The statistical mechanics of ion-dipole-tetrahedral quadrupole mixtures

Abstract

We examine the solution of the Ornstein-Zernike equations for the correlation functions of a fluid mixture in which the molecular interactions consist of a hard sphere plus a multipolar potential that contains coulombic, dipolar as well as quadrupolar terms. In particular we consider the case in which the molecule has a dipole moment in the z direction of the molecular axis system and a non-linear tetrahedral quadrupole tensor of the form Θ _xx = - Θ _yy , Θ _zz = 0 = Θ_αβ, α ≠ β in the molecular frame.
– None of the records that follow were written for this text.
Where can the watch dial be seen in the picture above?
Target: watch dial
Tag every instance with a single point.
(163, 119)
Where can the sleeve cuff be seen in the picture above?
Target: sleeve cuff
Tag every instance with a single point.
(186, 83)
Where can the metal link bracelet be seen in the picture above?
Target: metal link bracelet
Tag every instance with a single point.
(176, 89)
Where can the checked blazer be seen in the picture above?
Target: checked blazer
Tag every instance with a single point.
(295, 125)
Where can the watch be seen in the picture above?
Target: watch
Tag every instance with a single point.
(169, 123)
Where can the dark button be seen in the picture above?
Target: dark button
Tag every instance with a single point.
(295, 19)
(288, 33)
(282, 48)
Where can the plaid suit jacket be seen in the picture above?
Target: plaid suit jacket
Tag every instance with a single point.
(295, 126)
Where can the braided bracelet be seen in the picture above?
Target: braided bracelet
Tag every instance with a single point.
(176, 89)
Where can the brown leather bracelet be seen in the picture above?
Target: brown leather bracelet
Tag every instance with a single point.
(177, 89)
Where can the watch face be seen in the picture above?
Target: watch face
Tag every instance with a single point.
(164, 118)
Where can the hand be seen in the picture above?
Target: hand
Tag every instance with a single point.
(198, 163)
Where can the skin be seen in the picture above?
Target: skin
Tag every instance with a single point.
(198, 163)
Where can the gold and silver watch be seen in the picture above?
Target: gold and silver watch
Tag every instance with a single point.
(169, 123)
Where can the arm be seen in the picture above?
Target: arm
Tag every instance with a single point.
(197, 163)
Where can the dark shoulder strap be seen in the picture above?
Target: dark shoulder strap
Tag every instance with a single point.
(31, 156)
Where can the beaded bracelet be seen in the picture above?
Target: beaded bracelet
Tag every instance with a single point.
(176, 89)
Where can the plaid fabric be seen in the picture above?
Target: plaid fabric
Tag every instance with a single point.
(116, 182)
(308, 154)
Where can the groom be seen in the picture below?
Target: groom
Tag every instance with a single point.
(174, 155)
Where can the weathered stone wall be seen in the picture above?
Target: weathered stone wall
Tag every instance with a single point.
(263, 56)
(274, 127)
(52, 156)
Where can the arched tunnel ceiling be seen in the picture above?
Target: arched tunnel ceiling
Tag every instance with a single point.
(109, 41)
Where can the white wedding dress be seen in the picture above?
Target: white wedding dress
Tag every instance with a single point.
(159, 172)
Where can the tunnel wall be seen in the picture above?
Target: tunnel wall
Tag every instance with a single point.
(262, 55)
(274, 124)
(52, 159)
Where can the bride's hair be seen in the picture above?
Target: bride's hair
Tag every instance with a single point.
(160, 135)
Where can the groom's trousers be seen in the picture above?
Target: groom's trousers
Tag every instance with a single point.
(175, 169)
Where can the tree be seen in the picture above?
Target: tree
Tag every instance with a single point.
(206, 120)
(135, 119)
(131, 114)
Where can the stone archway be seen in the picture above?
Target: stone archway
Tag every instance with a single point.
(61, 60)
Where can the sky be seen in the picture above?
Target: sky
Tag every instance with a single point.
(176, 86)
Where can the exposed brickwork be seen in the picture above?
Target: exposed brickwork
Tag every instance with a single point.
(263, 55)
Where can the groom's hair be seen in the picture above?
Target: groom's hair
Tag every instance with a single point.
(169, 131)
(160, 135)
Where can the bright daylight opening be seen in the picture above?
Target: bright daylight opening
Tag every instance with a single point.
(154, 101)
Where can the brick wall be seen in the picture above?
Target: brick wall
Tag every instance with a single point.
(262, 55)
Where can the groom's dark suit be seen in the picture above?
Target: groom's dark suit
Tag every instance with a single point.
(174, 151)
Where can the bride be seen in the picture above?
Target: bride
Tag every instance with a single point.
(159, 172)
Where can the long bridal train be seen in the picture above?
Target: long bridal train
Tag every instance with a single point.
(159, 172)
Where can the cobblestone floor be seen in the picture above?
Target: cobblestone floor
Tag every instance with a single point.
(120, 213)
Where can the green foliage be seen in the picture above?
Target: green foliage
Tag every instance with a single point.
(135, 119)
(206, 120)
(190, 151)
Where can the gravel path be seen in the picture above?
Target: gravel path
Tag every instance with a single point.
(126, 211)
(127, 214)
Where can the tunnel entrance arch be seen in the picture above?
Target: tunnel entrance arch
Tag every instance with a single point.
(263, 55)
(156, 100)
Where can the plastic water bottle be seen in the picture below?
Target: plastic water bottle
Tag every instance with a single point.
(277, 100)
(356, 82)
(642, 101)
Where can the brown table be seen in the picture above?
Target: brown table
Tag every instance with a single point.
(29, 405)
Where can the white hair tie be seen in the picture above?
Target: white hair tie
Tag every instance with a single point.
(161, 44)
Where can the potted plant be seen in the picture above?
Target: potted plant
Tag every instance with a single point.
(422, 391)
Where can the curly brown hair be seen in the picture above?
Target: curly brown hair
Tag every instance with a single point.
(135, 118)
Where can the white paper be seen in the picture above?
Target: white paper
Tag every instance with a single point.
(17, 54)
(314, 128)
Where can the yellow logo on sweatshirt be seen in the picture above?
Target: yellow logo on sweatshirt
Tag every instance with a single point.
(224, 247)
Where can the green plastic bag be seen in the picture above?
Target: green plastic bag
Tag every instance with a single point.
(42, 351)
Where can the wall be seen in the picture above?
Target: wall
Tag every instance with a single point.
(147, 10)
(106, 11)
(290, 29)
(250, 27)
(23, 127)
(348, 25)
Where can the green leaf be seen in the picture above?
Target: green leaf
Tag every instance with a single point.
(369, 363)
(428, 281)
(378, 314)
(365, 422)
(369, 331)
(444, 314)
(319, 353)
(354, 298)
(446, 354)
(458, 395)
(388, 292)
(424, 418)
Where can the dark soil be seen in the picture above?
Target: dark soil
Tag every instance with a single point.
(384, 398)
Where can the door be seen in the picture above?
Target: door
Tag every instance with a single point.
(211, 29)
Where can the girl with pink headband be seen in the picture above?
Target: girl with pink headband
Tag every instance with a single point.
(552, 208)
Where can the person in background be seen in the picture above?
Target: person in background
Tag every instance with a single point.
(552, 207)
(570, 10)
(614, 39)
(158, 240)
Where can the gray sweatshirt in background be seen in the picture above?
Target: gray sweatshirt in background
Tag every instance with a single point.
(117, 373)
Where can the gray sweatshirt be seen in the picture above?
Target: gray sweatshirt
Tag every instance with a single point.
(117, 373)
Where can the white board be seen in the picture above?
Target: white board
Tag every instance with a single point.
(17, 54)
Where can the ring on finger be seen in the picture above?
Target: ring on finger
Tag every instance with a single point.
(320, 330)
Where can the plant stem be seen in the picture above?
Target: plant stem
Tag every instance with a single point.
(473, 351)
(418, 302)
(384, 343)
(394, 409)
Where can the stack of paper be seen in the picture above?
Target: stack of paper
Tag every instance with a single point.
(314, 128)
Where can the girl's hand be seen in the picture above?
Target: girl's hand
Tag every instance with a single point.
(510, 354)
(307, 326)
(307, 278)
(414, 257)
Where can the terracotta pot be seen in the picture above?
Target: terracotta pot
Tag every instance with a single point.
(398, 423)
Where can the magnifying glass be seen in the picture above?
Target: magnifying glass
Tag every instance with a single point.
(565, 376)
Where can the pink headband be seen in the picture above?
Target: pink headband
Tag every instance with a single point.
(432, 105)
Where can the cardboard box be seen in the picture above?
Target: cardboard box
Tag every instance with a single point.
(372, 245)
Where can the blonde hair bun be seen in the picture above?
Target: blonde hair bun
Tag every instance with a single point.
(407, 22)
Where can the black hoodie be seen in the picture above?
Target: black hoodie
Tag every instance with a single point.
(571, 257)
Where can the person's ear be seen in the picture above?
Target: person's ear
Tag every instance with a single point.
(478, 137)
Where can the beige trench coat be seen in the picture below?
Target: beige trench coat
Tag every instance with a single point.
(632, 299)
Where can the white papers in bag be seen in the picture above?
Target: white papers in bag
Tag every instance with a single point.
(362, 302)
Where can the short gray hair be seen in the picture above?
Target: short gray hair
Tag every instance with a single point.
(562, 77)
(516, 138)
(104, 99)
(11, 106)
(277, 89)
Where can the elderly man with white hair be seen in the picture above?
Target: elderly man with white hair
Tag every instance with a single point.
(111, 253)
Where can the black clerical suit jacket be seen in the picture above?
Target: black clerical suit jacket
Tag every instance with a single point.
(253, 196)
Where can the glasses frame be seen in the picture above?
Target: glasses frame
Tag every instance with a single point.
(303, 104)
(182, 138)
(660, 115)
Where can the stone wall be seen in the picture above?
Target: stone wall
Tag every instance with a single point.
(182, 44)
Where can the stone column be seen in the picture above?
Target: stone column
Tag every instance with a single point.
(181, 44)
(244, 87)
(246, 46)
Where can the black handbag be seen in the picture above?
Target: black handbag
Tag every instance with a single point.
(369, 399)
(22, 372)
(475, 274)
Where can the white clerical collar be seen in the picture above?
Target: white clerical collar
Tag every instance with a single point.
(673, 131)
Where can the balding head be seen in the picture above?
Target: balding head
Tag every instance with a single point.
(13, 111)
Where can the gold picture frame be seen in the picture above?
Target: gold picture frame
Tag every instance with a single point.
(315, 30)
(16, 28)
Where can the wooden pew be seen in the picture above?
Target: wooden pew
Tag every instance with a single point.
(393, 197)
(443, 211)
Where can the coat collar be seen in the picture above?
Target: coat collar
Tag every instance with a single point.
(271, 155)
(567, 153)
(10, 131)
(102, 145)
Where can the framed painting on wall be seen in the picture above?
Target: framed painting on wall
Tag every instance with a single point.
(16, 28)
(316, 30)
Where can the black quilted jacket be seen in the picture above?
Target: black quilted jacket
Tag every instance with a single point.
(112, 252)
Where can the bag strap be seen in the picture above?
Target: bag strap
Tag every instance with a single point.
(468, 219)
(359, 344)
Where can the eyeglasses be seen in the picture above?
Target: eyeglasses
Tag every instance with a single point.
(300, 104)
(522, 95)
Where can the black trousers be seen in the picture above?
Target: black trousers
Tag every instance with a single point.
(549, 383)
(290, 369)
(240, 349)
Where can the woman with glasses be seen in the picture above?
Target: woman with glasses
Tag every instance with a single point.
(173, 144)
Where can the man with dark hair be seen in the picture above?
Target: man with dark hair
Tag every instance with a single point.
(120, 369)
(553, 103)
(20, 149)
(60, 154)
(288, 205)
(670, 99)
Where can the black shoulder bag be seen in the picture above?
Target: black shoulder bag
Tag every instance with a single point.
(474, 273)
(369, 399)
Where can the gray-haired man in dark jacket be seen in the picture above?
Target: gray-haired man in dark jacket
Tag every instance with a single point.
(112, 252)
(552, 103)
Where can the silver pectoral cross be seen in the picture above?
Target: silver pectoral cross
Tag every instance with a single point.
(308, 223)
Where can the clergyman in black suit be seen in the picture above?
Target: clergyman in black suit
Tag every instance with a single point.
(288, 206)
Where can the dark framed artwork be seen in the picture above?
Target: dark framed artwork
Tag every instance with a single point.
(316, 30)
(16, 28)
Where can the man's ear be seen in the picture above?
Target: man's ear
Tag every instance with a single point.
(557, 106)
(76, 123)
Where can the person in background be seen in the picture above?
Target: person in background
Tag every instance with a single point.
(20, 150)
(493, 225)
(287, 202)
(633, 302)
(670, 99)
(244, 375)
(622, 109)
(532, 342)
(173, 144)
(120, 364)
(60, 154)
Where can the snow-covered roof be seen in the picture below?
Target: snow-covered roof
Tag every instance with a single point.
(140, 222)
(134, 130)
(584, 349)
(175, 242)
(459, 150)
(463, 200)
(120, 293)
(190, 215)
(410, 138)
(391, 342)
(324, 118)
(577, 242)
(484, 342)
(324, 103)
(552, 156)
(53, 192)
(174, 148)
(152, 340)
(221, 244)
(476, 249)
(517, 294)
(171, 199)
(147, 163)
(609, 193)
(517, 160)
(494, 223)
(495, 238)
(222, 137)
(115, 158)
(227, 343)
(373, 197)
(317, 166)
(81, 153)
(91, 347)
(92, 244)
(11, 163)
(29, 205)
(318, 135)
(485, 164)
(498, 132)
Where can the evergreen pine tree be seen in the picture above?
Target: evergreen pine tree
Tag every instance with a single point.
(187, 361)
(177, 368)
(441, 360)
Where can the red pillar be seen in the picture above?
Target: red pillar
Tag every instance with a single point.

This model is a good representation of the dipolar and quadrupolar properties of water and our analysis will form the basis for constructing a Civilized Model electrolyte in which ions are dissolved in a solvent whose molecules possess water-like multipole moments. One of our main results is that for any theory which retains only the subset of rotational invariants that either appear in the interaction potentials or are generated by angular convolution from those appearing in the interaction potentials, e.g. the linearized hypernetted chain (LHNC) or mean spherical approximations (MSA), the equations for an ion-dipole-tetrahedral quadrupolar mixture only differ from those for an ion-dipole-linear quadrupole mixture (Θ _xx = Θ _yy = - 1/2Θ _zz , Θ_αβ = 0, α ≠ β) in minor details. We have investigated the thermodynamic properties of a fluid of hard spheres with the dipole and tetrahedral moments of water using thermodynamic perturbation theory. We find that contributions to the thermodynamic properties from dipole-quadrupole interaction are very important. For a pure hard sphere tetrahedral quadrupolar fluid there is considerable difference between the results from perturbation theory and from the MSA, for which we have obtained an analytic solution.